# Lets see just duramax powered truck pics



## MIsnow (Jan 25, 2009)

Here's my 02 lb7 duramax CCSB just got the plow on it recently and the lights i got nighthawks for it just have not had time to put them on yet. Its a 7.6 western pro plus. These r the only pics i have on my computer but ill upload so more later. Now lets see your duramax's


----------



## hondarecon4435 (Mar 13, 2008)

nice truck i have a 12 valve cummins but want a duramax bad they are like driving a caddilac with the leather interior and smooth powertrain


----------



## ohiogreenworks (May 31, 2009)

07 4500 and 03 3500, love em!


----------



## wolfmobile8 (Oct 18, 2009)

Heres my 02 DMAX


----------



## Santry426 (Nov 18, 2009)




----------



## got-h2o (Sep 26, 2008)




----------



## MIsnow (Jan 25, 2009)

Sweet pics lets keeping coming.I am sure there's more duramax's out there


----------



## badabing1512 (Aug 28, 2008)

i hate computers trying to post pics now


----------



## Brant'sLawnCare (Jun 29, 2007)

Dude, Ohio Green Works, you got some sweet trucks! Very nice and clean.


----------



## ohiogreenworks (May 31, 2009)

Brant'sLawnCare;1143415 said:


> Dude, Ohio Green Works, you got some sweet trucks! Very nice and clean.


Appreciate it buddy, we try to work hard on keeping everything nice and appealing. There are lots of sweet trucks in this thread tho, gotta love the dmax!!!! 
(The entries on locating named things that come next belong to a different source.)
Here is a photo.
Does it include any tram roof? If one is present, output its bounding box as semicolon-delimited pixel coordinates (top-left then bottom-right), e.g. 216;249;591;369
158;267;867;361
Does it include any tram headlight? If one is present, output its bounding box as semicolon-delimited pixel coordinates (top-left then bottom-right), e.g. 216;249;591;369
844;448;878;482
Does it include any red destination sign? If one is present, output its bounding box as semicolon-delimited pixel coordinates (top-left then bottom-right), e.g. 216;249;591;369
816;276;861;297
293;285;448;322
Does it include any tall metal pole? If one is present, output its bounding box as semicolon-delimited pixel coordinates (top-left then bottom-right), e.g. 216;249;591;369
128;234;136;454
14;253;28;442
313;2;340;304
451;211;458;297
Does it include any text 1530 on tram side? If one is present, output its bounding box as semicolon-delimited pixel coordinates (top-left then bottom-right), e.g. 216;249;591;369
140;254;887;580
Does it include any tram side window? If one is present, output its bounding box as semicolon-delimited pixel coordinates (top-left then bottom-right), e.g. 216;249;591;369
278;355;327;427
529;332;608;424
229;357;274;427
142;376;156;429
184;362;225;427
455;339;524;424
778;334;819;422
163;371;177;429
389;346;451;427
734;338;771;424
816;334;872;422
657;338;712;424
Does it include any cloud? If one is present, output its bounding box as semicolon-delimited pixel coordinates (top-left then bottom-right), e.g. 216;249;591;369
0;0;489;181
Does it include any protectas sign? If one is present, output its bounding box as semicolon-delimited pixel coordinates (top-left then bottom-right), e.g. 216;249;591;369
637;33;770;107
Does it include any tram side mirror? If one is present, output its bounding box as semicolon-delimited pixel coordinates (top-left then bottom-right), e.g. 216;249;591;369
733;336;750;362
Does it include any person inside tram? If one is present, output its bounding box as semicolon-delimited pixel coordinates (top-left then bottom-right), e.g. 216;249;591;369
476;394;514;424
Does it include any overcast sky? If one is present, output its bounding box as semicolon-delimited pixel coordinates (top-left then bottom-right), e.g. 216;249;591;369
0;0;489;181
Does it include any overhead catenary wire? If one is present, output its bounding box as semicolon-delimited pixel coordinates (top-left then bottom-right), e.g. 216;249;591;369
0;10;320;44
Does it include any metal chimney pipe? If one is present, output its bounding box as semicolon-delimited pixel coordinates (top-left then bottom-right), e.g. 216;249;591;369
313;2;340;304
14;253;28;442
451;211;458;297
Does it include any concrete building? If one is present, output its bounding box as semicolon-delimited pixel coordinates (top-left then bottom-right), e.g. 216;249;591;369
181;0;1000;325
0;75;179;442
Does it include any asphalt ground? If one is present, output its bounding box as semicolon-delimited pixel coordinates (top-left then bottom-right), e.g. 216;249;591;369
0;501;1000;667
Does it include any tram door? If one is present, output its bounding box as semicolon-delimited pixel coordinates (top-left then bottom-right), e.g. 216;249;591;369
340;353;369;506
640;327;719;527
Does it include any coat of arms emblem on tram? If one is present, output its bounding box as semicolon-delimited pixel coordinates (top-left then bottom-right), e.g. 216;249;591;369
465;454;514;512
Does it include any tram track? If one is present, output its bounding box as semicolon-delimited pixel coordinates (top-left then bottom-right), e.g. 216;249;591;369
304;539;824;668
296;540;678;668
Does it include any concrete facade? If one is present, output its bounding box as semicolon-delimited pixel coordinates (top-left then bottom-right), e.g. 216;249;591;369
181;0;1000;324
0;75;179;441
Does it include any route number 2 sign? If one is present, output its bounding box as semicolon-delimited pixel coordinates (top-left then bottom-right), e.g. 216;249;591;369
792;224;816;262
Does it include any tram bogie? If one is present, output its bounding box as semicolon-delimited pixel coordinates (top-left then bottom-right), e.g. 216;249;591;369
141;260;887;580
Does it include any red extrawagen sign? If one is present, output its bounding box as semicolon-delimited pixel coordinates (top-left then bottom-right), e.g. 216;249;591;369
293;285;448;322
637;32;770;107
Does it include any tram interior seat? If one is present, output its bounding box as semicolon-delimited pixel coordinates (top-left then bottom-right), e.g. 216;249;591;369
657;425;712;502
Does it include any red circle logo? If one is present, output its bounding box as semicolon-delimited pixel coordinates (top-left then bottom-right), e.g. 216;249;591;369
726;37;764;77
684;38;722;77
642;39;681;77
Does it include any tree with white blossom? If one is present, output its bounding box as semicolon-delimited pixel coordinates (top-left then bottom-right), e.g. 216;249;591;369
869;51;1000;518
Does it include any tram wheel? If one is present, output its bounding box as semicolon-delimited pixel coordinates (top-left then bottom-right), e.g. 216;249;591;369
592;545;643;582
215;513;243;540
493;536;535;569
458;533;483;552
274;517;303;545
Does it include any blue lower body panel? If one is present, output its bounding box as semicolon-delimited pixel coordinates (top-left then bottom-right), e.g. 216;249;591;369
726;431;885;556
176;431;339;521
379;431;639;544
got h2o, fleet looks real nice!


----------



## got-h2o (Sep 26, 2008)

Thanks!!!!


----------



## the new boss 92 (Nov 29, 2008)

got h2o, you dont like the new ultra mount mvps? or are the unis what you have laying around?


----------



## KMBertog (Sep 9, 2010)

great looking trucks, guys!


----------



## STIHL GUY (Sep 22, 2009)

wolfmobile8;1142858 said:


> Heres my 02 DMAX


i love this truck


----------



## 06dmax (Dec 6, 2010)

Heres my 06 LBZ Duramax. It has 72,000 miles and all the options but a sunroof. So far for mods i've cut the muffler off, installed an egr blocker plate, and put a ready lift leveling kit in it. Hopefully the next thing will be either EFI Live or a PPE tuner.


----------



## SnowMatt13 (Jan 8, 2003)

Got H2O, in your last pic, what kind of wheels are those.
They look exactally like my summer ones. I have Moto Metals.


----------



## 87chevy (Mar 11, 2009)

06dmax;1144025 said:


> Heres my 06 LBZ Duramax. It has 72,000 miles and all the options but a sunroof. So far for mods i've cut the muffler off, installed an egr blocker plate, and put a ready lift leveling kit in it. Hopefully the next thing will be either *EFI Live* or a PPE tuner.


Only way to go =D

Nice trucks fellas


----------



## Brandon29 (Jan 17, 2010)

This is a badass thread. My dirtymax doesnt plow snow yet but someday....

Keep the pics coming


----------



## got-h2o (Sep 26, 2008)

the new boss 92;1143873 said:


> got h2o, you dont like the new ultra mount mvps? or are the unis what you have laying around?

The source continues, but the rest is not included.